Petruk Seuk, bocah 13 tahun mengalami penyiksaan yang diduga dilakukan oleh dua prajurit TNI yang berdinas di wilayah Kodim 1627 Rote Ndao, Nusa Tenggara Timur (NTT) yakni Serka AODK dan Serma MSB.
Serma MSB bertugas sebagai Babinsa di Koramil 1627/03-Batutua, sedangkan Serka AODK adalah staf di Binpers Kodim 1627 Rote Ndao. Kedua prajurit TNI aniaya anak NTT yang masih di bawah umur itu karena menuduhnya mencuri telepon seluler (ponsel).
Korban mengalami penyiksaan dengan sundutan lilin dan kedua tangannya dipukul dengan bambu. “Bakar pakai lilin, itu pak tentara yang membakar, bakar satu kali,” kata Petruk.

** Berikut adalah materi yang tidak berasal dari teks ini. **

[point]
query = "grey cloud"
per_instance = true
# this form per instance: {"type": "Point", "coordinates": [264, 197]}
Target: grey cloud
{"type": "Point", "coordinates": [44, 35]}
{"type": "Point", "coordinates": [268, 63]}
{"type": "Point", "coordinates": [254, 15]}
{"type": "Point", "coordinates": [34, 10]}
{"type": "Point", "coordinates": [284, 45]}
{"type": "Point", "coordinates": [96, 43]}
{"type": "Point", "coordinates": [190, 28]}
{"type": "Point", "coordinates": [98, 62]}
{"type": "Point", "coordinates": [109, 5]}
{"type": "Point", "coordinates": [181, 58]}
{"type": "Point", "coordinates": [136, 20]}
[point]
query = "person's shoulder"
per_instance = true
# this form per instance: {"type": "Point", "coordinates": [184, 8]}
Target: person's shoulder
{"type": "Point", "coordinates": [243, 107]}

Berdasarkan pengakuan ayah Petruk, Joni Seuk, korban yang masih duduk di bangku kelas IV SD itu dijemput Serka AODK dan Serma MSB di rumahnya sejak Kamis (19/8) malam pukul 19.00 WITA, lalu dibawa ke rumah Serma MSB di Kelurahan Metina.
Korban baru dipulangkan Kamis tengah malam. Dan diduga saat itu korban mulai mendapat penganiayaan, karena dituduh mencuri telepon seluler.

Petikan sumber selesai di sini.